Je tiens fermement le pistolet sur sa tempe. Tout les pirates se sont arrêtés de rire et pointe leurs armes sur moi. Ils attendent le signal de Batillat pour tirer sur moi. Le pirate que j'ai en joue ne tremble pas. Peut-être que pour être piratr il faut accepter de mourir a n'importe quel moment. Je ne peux tuer quelqu'un qui ne me resiste pas. Je tache de ne pas le montrer aux autres et de rester aussi digne que possible. Batillat s'apprête a donner l'ordre quand Baptiste dit :

-Vous la toucher je vous enlève deux hommes.

Il a attrapé deux pirates et pointe le flingue de l'un sur la tête de l'autre. Il a l'air de souffrir mais il tient bon. Pour moi.

-Quand même, dit Baptiste, vous ne voulez pas que le capitaine apprenne que 3 de ses hommes ont été tués et par des enfants blessés en plus ?

-Non, grommelle Batillat vexé. Baisser les armes.

Tous s'exécute. Y compris moi et Baptiste. Certains on l'air déçu qu'il n'y a eu personne de tuer. Moi j'en suis forte heureuse. Batillat prends alors la parole et sappe mon morale :

-Bon vous allez venir avec nous les enfants. Vous êtes nos prisonniers. C'est mieux comme ça ?

-C'est pas parfait mais on s'en contentera.

Alors on nous entoure. Sans nous toucher quand même. Ils nous escorte jusqu'à l'Arcadia. Nous montons dans le bateau et je remarque. Plusieurs pirate qui me regarde avec appétit. Je chuchote à Baptiste :

-Notre accord tient toujours ?

-Bien sûr.

Je l'espère. Je n'ai pas envie de devoir faire la bonnasse de service. Mais vu comment certains s'humecte la bouche, je doute que Baptiste réussi à tous les repousser dans cet état là.

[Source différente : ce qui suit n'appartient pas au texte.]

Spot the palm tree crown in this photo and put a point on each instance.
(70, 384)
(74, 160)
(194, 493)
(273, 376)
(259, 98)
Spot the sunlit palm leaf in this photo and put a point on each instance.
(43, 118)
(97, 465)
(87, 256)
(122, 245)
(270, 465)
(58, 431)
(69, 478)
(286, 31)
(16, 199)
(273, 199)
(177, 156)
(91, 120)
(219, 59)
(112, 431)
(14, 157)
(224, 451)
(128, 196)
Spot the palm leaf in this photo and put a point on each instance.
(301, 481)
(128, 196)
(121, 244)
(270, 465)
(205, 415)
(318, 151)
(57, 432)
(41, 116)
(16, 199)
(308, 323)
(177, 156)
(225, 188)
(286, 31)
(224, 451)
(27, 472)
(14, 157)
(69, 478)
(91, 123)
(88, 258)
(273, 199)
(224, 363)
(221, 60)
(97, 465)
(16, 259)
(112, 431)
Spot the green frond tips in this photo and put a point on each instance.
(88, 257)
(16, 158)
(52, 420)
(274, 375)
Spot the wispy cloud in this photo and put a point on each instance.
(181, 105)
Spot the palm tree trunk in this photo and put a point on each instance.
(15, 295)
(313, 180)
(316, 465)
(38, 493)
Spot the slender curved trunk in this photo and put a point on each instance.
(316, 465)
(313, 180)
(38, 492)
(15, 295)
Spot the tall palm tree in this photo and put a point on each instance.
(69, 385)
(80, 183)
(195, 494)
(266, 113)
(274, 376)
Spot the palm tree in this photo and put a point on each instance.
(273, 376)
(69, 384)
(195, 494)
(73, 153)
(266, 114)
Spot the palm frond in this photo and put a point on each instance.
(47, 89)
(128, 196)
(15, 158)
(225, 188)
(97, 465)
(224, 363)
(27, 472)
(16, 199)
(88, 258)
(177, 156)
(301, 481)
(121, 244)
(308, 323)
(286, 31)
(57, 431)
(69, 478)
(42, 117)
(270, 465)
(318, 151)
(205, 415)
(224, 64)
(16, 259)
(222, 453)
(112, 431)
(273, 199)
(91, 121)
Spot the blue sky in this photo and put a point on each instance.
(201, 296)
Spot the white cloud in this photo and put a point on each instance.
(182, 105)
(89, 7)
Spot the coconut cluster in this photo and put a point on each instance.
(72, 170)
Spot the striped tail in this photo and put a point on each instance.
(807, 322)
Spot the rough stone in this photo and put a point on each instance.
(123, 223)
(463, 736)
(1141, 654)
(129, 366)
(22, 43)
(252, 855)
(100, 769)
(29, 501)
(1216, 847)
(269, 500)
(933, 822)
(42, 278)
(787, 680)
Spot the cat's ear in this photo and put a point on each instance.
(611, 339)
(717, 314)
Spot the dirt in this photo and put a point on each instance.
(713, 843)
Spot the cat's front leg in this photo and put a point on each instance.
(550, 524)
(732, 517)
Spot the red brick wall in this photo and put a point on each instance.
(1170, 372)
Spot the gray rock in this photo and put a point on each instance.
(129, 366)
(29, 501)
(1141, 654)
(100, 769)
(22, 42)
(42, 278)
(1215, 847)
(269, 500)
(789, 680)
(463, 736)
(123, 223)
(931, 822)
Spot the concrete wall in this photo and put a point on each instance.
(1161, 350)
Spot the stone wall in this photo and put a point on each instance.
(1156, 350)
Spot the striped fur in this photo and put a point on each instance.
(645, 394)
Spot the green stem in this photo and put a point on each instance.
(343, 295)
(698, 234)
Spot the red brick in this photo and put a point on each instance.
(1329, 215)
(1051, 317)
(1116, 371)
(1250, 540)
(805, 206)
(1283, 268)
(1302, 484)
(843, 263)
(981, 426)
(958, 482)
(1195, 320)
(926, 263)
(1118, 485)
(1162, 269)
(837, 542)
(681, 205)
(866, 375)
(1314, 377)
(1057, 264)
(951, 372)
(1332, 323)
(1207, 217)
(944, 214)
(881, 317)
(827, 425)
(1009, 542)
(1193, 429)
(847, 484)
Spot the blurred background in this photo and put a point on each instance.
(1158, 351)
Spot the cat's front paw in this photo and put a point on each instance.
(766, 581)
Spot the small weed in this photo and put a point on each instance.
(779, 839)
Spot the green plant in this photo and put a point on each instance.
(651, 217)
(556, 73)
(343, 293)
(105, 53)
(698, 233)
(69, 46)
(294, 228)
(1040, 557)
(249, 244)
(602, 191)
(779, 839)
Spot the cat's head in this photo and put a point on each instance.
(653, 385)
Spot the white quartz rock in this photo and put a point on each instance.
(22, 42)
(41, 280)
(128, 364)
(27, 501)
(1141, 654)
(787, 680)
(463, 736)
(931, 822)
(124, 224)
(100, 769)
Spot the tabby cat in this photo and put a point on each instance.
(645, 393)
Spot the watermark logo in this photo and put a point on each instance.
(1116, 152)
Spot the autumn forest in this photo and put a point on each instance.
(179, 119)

-Comment vous appelez-vous, demande Batillat.

-Madge.

-Baptiste.

Il me perturbe Batillat. Il a la même couleur de cheuveux que Gus. Si il était de dos je l'appellerai sûrement comme ça. Mais ce ne peux pas être Gus. J'ai vu son corps inanimé de mes propres yeux. Un corps sans vie. Je demande alors :

-Vous pouvez le soigner ?

-Oui, repond Batillat. Tu en as besoin aussi ?

-Non ça va aller.

Des gars emmene Baptiste dans les cabines de l'enorme navire. Et quand je vois tout les regards pervers des pirates je me dit que j'aurai mieux fait de l'accompagner.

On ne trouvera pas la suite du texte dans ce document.